Diese Verbindungen und Unterstützung bedeuten jedoch nicht, dass die Außenpolitik solcher Staaten wie Kasachstan, Mongolei oder Pakistan im Kontext der Interessen eines anderen Akteurs der Weltpolitik bestimmt wird. Sie ist, selbst unter Berücksichtigung der Interessen großer Mächte, autonom und basiert auf dem natürlichen Streben eines normalen Staates nach Überleben und Entwicklung. Daher sollte Russland alle Initiativen seiner Freunde und Nachbarn unterstützen, die die sozioökonomische Grundlage ihrer Eigenständigkeit stärken können. Dabei sind wir uns alle bewusst, dass der einzige Beschränker dieser Eigenständigkeit die Entstehung formeller Bündnisbeziehungen mit außeregionalen Mächten und die Umwandlung ihres Territoriums in einen Stützpunkt für deren Außenpolitik ist.
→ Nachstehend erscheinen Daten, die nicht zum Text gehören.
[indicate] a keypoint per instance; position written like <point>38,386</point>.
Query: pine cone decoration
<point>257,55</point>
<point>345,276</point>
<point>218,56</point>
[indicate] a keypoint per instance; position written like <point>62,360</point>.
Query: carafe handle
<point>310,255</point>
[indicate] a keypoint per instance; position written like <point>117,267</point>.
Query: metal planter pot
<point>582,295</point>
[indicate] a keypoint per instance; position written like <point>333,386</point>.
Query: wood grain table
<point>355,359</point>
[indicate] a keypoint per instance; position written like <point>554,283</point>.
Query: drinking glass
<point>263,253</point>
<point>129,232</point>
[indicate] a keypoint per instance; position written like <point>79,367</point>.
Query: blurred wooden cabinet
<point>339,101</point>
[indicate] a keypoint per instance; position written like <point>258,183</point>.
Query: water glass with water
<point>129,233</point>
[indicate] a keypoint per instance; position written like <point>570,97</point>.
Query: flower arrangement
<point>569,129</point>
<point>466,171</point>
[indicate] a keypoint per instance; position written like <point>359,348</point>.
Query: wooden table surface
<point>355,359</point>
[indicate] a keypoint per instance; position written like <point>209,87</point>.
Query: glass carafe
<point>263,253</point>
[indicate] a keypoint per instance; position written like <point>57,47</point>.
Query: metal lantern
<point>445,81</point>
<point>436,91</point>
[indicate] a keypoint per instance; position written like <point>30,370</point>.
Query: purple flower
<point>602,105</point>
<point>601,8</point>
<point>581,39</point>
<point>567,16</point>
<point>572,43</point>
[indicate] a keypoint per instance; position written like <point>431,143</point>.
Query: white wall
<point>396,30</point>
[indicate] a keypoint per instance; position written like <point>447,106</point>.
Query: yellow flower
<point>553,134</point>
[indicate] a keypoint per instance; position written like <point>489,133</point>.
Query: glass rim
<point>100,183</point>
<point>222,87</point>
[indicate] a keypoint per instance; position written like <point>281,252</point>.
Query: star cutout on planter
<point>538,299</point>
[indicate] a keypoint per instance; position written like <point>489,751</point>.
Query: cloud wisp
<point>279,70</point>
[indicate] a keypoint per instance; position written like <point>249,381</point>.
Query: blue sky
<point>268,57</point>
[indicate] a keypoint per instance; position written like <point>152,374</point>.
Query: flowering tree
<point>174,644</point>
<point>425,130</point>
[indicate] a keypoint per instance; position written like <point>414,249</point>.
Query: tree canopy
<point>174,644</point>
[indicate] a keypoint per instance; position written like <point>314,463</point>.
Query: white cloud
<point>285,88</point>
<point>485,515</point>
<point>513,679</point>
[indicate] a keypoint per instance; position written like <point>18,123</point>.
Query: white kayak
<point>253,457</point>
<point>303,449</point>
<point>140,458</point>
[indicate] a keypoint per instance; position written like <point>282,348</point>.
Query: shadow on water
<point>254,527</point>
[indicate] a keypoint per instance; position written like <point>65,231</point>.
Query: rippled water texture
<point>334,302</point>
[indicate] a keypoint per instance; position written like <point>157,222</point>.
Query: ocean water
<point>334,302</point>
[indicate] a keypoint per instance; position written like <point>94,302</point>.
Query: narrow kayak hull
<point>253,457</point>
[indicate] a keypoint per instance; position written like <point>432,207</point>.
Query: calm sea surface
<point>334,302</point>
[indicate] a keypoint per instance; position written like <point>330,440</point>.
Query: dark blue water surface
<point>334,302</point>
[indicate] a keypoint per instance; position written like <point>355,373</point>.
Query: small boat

Das bedeutet, dass die Prinzipien, die der Aufrechterhaltung von Stabilität und Entwicklung im kontinentalen Eurasien zugrunde liegen, teilweise bereits in den Grundlagen solcher regionalen Vereinigungen wie der Shanghaier Organisation für Zusammenarbeit oder der Eurasischen Wirtschaftsunion integriert sind. In erster Linie geht es um die Unterstützung und Förderung dessen, was durch aktive Teilnahme an der Weltwirtschaft spürbare Vorteile bringt. Insbesondere bei der Schaffung neuer Transport- und Logistiksysteme, die es den Ländern Eurasiens ermöglichen, ihre außenwirtschaftlichen Verbindungen zu entwickeln und zu diversifizieren. Gleichzeitig werden jegliche ernsthaften Hoffnungen ausgeschlossen, dass „besondere Beziehungen“ ein parasitäres Dasein ermöglichen. Die Bewahrung allgemeiner Offenheit und des freien internationalen Handels spielt bereits eine wichtige Rolle dabei, wie Russland selbst in der Lage ist, dem militärpolitischen Druck des Westens zu widerstehen.
Es gibt Gründe zu glauben, dass China bald mit ähnlichen positiven Effekten konfrontiert sein wird, ebenso wie Indien, wenn sich bestimmte Entwicklungen abzeichnen. Da es keine Gründe für das Auftreten wesentlicher Probleme miteinander gibt, können die Länder des kontinentalen Eurasiens vollständig die Maßnahmen jedes Einzelnen unterstützen, um maximale Vorteile aus der umgebenden Welt zu ziehen, wo die Folgen einer solchen Strategie keine die Souveränität einschränkenden Verpflichtungen mit sich bringen. Wir verstehen dabei, dass in der modernen Welt formale Absichten der Parteien und deren Umsetzung nicht immer linear miteinander verbunden sind. Die moderne Welt impliziert generell keine direkte Verbindung zwischen dem Erklärten und dem Getanen, was der internationalen Politik eine gewisse Chaotik verleiht, sie aber von der Starrheit befreit, die oft die Hauptursache für zerstörerische Konflikte ist.
Mit anderen Worten, die Bewertung der Handlungen des jeweils anderen und der Einfluss dieser Handlungen auf die allgemeine Sicherheit werden recht dynamisch, erfordern jedoch klare Indikatoren dafür, was riskant sein könnte. Die Länder des kontinentalen Eurasiens müssen die Sicherheitsfragen ihrer Nachbarn tatsächlich als Teil ihrer eigenen Sicherheit betrachten. Und das wird es ihnen ermöglichen, ihre eigenen Volkswirtschaften und Gesellschaften zu entwickeln, ohne sie Bedrohungen auszusetzen, deren Quelle gegenseitiges Misstrauen und Unklarheit der Absichten sind. Das Vertrauen zwischen den Staaten des kontinentalen Eurasiens basiert derzeit auf ihrer Fähigkeit, eigenständig Entscheidungen zu treffen. Und genau das sollte in Zukunft das wichtigste Kriterium dafür bleiben, wie verantwortungsbewusst die Regierungen dieser Staaten in Bezug auf unsere gemeinsame Zukunft sind.